И тут Жан Вальжан действительно граничит с нашими стариками – раскаяние одного и правота других смешивается в жгучем страдании. Ртуть термометра, замерзшая в пулю, обжигает, как раскаленная пуля из свинца. Сознание правоты, отхватывающее полсердца, полсуществования, стоит угрызения совести, и еще хуже: тут есть искупление исповеди, вознаграждение, там – ничего. Между стариком девяностых годов, фанатиком, фантастом, идеалистом, и сыном, который старше его осторожностью, благоразумием, разочарованием, – сыном, через край удовлетворенным «меньшей линией», и внуком, который, щеголяя в мундире императорского гида, мечтает о том, как бы лукнуть в супрефекты, pour exploiter sa position[232], – нарушено естественное отношение, нарушено равновесие, искажена органическая преемственность поколений.

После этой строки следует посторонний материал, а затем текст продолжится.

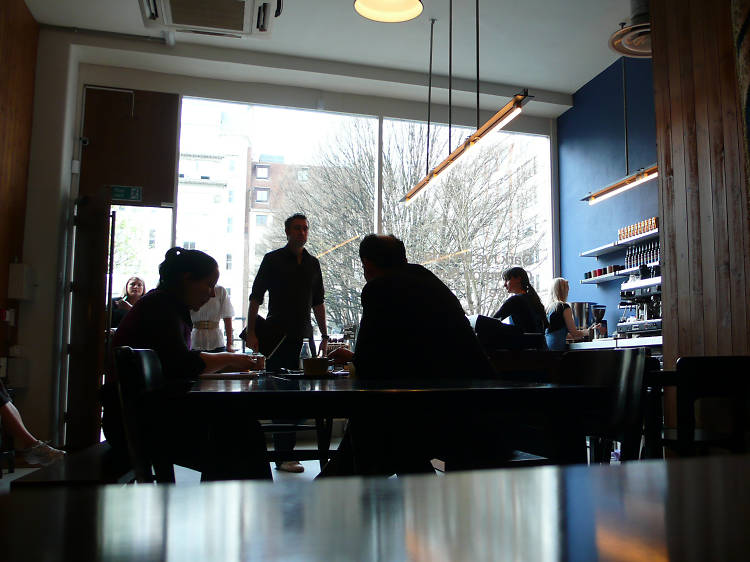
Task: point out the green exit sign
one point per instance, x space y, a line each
127 193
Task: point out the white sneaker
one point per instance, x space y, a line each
41 453
291 466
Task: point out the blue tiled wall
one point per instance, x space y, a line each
591 144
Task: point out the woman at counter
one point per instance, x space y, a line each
223 444
560 318
523 306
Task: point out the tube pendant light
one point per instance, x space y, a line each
509 112
389 11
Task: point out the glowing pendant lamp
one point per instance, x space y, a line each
390 11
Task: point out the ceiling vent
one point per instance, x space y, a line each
634 40
223 18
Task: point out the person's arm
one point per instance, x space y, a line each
229 334
571 325
260 286
320 318
251 339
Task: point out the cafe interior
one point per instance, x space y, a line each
629 444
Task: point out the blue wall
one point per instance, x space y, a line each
591 145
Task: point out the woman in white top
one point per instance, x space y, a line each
206 335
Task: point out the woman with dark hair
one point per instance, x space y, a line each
523 306
134 289
223 444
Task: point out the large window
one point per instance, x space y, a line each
490 212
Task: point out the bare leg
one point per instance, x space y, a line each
13 424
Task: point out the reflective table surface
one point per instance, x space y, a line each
697 509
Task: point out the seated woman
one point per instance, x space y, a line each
32 450
523 306
223 443
560 318
134 289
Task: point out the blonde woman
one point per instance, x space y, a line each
560 317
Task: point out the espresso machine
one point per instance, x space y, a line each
640 301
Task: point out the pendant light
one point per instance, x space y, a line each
389 11
630 180
509 112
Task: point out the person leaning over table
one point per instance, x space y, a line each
523 306
560 318
294 283
223 444
438 342
206 335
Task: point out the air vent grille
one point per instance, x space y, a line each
220 14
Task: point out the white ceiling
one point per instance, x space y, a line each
553 45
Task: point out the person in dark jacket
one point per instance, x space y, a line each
411 325
523 306
224 444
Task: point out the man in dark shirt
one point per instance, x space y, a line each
294 283
412 326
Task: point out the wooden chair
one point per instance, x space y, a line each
141 386
725 377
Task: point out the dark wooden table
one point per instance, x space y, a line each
696 509
271 396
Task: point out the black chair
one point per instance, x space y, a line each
620 417
269 338
141 387
726 377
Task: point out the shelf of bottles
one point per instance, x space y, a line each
640 249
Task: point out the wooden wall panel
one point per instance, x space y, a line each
705 226
18 42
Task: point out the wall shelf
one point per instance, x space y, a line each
620 245
616 275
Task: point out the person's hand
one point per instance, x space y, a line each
341 354
251 340
243 362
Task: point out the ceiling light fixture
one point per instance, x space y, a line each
389 11
620 186
509 112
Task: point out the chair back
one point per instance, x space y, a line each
622 371
713 376
141 387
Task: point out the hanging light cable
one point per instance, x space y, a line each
497 121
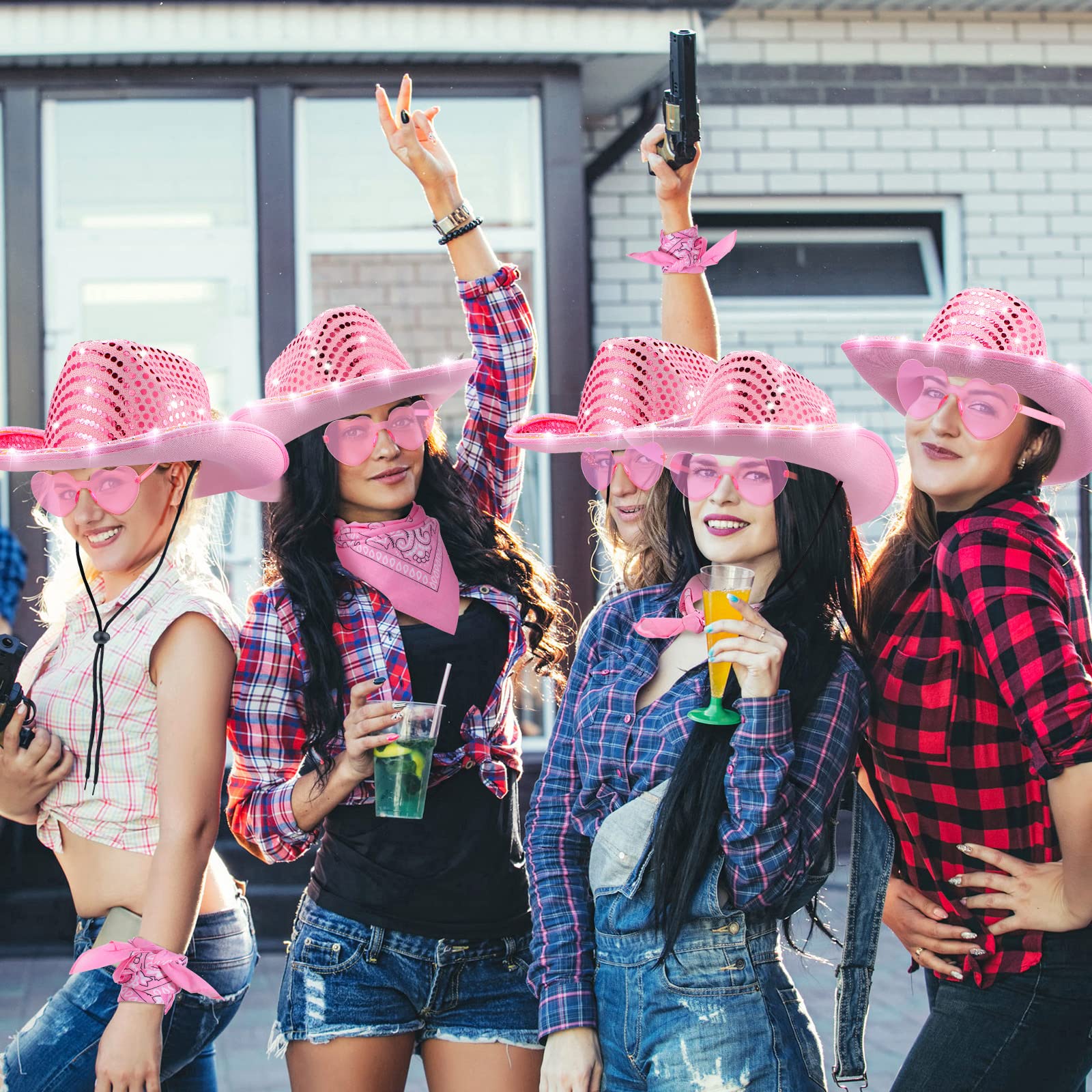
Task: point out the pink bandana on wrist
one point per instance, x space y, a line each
407 562
685 251
691 609
145 972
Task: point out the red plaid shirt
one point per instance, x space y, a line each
983 693
267 726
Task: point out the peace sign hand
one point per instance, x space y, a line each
755 648
413 139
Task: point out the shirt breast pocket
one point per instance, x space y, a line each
917 708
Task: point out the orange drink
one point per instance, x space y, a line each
721 581
719 609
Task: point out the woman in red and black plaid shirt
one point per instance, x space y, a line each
981 741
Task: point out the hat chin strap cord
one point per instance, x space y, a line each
101 638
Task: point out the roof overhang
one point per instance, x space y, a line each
620 48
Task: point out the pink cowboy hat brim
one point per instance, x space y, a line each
234 457
556 434
1059 389
289 418
853 456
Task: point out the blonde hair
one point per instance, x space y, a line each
644 562
196 551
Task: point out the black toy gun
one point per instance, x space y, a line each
680 102
12 651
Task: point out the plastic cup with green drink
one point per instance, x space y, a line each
402 767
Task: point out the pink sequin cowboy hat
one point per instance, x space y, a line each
756 407
633 382
117 403
342 363
986 333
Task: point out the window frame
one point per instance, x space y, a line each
944 270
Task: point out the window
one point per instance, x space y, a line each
831 257
158 248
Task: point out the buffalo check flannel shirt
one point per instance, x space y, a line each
267 726
780 788
983 695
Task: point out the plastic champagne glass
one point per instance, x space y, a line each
721 581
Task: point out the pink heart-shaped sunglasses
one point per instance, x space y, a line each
115 491
352 440
757 480
986 409
642 464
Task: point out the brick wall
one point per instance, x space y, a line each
990 112
414 298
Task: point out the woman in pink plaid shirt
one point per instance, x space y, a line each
121 769
387 562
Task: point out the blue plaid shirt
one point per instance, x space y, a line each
779 789
12 573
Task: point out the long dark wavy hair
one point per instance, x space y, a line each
483 551
816 600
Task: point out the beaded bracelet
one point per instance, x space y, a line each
445 240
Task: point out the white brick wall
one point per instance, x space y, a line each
915 38
1022 176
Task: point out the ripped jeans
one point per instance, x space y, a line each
56 1051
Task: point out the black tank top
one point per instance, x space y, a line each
459 872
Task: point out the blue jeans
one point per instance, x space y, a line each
56 1051
344 980
1026 1031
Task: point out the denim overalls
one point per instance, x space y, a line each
722 1011
872 857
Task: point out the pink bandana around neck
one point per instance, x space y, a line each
407 560
691 612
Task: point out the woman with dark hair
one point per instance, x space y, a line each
980 744
637 382
663 853
386 562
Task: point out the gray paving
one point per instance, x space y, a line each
897 1013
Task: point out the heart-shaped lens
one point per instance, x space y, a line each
598 468
644 464
351 440
115 491
696 475
988 409
56 493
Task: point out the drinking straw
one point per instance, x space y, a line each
440 702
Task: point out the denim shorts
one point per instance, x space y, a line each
344 980
57 1050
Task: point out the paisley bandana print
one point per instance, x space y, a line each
407 562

Жан Вальжан в своей старческой девственности, в своей лирической, личной сосредоточенности сам не знал, чего требовал от молодой жизни. Чего хотел он, в самом деле, от Козетты? Разве она могла быть его подругой? Он в неопытной непочатости своего сердца перешагнул любовь отца… Он исключительно для себя хотел любить ее, а так отец не любит. Сверх того, он, всю жизнь внутренно драпируясь в куртку каторжного, сломился под бременем отвращения, которое ему показал ограниченнейший молодой человек – типический представитель пошлеющего поколения.

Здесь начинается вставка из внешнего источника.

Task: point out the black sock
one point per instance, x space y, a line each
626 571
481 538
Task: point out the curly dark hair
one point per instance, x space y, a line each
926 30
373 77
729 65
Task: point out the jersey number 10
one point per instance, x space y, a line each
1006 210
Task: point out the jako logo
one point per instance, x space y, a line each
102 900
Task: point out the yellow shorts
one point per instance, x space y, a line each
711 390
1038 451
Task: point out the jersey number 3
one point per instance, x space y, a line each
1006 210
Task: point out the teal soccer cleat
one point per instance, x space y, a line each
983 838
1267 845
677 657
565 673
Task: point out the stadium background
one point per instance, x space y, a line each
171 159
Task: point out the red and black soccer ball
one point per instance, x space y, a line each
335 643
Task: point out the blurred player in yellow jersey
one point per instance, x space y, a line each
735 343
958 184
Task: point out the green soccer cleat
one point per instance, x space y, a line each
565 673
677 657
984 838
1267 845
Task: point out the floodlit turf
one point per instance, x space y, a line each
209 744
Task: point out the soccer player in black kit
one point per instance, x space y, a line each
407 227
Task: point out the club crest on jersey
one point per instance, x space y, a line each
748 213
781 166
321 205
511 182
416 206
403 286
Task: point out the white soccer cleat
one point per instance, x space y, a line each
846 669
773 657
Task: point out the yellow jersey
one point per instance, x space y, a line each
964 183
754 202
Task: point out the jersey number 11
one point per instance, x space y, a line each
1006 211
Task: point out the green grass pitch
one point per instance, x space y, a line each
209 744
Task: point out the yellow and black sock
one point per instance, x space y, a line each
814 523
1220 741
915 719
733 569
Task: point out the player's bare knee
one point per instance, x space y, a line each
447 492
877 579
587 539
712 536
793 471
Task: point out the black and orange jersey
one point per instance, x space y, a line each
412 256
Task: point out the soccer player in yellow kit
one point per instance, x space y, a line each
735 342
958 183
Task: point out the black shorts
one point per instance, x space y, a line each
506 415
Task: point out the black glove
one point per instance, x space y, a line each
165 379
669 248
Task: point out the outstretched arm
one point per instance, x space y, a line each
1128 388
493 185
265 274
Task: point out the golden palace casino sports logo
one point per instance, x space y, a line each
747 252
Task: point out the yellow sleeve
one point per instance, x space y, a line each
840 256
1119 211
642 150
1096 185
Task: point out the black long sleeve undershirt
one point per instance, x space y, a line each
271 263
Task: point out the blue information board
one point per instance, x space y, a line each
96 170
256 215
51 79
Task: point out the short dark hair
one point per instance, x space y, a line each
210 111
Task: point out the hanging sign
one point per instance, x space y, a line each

Я не знаю, что Гюго хотел сделать с Мариюсом, для меня он в своем поколении такой же тип, как Жавер в своем. В инстинктах этого молодого человека мерцают каким-то отблеском другого дня благородные и горячие порывы, без рассуждения, без корня, почти без смысла – по преданию, по примеру. В нем и закваски XVIII века больше нет – этой неутомимой потребности анализа, критики, этого грозного вызова всего на свете на провер ума; у него и ума нет, но он еще добрый товарищ, пойдет на баррикаду, не зная, что потом; он живет по готовому и, зная à code ouvert[233], что добро и что зло, так же мало беспокоится об этом, как человек, знающий достоверно, что скоромное есть грешно в пост. На этом поколении окончательно останавливается и начинает свое отступление революционная эпоха; еще поколение – и нет больше порывов, все принимает обычный порядок, личность стирается, смена экземпляров едва заметна в продолжающемся жизненном обиходе.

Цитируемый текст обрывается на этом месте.